In his book "Lengendotes of Hyderabad", former civil servant Narendra Luther presents a number of interesting articles, based on documentary evidence, interviews and personal experiences, on the city that is much celebrated for its romantic origin and composite culture.
One interesting titbit is on the origin of the slogan 'Jai Hind'. According to the author, it was coined by Zain-ul Abideen Hasan, son of a collector from Hyderabad, who went to Germany to study engineering.
During World War II, Netaji had escaped to Germany to canvass support for an armed struggle to liberate India, Luther says.
"He addressed meetings of Indian prisoners of war and other Indians exhorting them to join him in his struggle. Hasan met him and inspired by his patriotism and spirit of sacrifice, he told him that he would join him after finishing his studies.

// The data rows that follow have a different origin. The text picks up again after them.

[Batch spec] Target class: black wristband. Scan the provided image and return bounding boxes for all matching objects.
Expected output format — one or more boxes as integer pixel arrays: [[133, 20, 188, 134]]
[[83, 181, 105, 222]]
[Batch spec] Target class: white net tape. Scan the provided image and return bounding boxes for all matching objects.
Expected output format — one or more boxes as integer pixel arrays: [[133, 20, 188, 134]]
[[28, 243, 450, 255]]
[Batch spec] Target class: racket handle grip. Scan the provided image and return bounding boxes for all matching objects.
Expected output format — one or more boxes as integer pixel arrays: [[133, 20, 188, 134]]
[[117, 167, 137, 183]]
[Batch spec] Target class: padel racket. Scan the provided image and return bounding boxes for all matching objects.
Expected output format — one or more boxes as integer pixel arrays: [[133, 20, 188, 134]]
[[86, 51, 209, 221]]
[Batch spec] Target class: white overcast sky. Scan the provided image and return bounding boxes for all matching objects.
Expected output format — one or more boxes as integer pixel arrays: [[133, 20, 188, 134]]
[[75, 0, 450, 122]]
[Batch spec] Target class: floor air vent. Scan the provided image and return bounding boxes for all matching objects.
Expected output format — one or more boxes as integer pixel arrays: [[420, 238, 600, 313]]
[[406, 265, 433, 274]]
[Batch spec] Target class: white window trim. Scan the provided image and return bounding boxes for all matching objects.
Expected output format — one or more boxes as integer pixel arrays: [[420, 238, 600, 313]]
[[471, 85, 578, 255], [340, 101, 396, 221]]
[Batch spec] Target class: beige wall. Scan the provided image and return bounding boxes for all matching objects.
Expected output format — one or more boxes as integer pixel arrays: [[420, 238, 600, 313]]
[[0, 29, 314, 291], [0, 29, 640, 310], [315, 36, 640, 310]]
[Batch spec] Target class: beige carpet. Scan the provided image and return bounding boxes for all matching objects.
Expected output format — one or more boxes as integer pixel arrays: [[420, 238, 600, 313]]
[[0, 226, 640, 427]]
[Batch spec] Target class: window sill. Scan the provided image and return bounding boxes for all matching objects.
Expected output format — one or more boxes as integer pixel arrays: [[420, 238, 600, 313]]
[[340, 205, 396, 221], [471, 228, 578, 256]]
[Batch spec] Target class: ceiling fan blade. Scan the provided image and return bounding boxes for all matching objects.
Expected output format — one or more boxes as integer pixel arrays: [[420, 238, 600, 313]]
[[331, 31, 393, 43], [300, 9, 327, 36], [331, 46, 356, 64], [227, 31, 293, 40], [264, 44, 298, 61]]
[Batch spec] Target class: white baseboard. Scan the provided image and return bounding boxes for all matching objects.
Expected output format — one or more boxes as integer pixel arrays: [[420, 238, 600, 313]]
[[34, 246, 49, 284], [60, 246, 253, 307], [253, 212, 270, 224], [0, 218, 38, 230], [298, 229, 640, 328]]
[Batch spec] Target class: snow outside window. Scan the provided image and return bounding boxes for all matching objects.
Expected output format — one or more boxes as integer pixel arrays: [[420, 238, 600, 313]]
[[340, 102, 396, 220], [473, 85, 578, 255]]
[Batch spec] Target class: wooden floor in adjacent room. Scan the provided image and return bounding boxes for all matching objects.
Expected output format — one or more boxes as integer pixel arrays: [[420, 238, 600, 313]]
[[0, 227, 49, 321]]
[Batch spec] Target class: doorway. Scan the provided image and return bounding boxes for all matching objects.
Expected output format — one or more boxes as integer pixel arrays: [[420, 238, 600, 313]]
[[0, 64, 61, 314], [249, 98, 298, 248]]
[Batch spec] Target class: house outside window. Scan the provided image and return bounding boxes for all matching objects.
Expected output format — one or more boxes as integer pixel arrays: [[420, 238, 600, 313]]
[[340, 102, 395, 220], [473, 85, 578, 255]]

"Netaji taunted him that if he was worried about small things like these, he could not take up big causes. Stung by that rebuke, Hasan gave up his studies and became Netaji’s secretary and interpreter," the book, published by Niyogi, says.
Hasan became a major in the INA and participated in the march from Burma (now Myanmar) across the Indian frontier. The army reached Imphal. It was severely handicapped in supplies and armaments and so had to retreat, the author says.
"Netaji wanted to introduce an Indian form of greeting for his army, and for independent India. Various suggestions came. Hasan suggested 'Hello'. Netaji snubbed him. Then he suggested 'Jai Hind'. Netaji liked it and it became the official form of greeting in INA and the revolutionary Indians. Later it was adopted as the official slogan of the country," he says.
The book mentions about 70 legends, anecdotes and personal accounts beginning from the beautiful rocks of the Deccan plateau to Bhagamati, to the developments during the era of Nizams and beyond.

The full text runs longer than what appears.